The novel coronavirus has killed at least 3,294,812 people since the outbreak emerged in China in December 2019, according to a tally from official sources compiled by a news agency at 1000 GMT on Monday (May 10).
At least 158,221,430 cases of coronavirus have been registered. The vast majority have recovered, though some people have continued to experience symptoms weeks or even months later.
These figures are based on daily tolls provided by health authorities in each country and exclude later re-evaluations by statistical organisations, as has happened in Russia, Spain and Britain.
On Sunday, 10,378 new deaths and 686,590 new cases were recorded worldwide.
Based on latest reports, the countries with the most new fatalities were India with 3,754 new deaths, followed by Brazil with 1,024 and Colombia with 495.
The United States is the worst-affected country with 581,755 deaths from 32,707,993 cases.
After the US, the hardest-hit countries are Brazil with 422,340 deaths from 15,184,790 cases, India with 246,116 deaths from 22,662,575 cases, Mexico with 218,985 deaths from 2,365,792 cases, and the United Kingdom with 127,605 deaths from 4,434,860 cases.
The country with the highest number of deaths compared to its population is Hungary with 295 fatalities per 100,000 inhabitants, followed by the Czech Republic with 277, Bosnia-Herzegovina with 268, Montenegro 245 and the Republic of North Macedonia 244.
Europe overall has 1,092,979 deaths from 51,550,082 cases, Latin America and the Caribbean 954,972 deaths from 29,931,605 infections, and the United States and Canada 606,381 deaths from 33,994,659 cases.
Asia has reported 379,747 deaths from 29,970,589 cases, the Middle East 135,224 deaths from 8,094,629 cases, Africa 124,449 deaths from 4,635,864 cases, and Oceania 1,060 deaths from 44,011 cases.
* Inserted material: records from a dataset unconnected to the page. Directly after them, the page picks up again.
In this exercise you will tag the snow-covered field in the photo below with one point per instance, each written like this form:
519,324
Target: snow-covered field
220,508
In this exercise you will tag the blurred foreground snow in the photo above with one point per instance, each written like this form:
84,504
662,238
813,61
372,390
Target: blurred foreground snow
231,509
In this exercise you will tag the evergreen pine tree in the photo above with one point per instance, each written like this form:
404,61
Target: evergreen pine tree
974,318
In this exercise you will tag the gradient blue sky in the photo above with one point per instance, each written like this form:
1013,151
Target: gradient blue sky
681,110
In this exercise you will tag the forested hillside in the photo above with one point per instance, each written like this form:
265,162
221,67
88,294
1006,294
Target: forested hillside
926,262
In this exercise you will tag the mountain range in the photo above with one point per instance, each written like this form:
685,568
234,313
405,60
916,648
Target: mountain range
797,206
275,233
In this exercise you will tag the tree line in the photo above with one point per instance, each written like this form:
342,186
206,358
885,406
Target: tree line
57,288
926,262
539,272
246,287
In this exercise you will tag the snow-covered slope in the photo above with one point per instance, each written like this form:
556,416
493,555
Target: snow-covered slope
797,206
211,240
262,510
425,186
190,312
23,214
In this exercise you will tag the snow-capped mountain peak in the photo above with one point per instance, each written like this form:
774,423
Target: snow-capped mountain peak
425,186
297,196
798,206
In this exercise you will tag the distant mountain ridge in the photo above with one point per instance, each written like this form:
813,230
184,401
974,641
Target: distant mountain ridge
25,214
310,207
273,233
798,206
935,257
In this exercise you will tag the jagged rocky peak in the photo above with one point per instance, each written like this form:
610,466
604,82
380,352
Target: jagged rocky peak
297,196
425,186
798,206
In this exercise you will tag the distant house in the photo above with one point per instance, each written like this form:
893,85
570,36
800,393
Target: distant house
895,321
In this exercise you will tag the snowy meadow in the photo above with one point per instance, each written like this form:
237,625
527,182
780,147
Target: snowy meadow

Since the start of the pandemic, the number of tests conducted has greatly increased while testing and reporting techniques have improved, leading to a rise in reported cases.
However the number of diagnosed cases is only a part of the real total number of infections as a significant number of less serious or asymptomatic cases always remain undetected.
As a result of corrections by national authorities or late publication of data, the figures updated over the past 24 hours may not correspond exactly to the previous day’s tallies.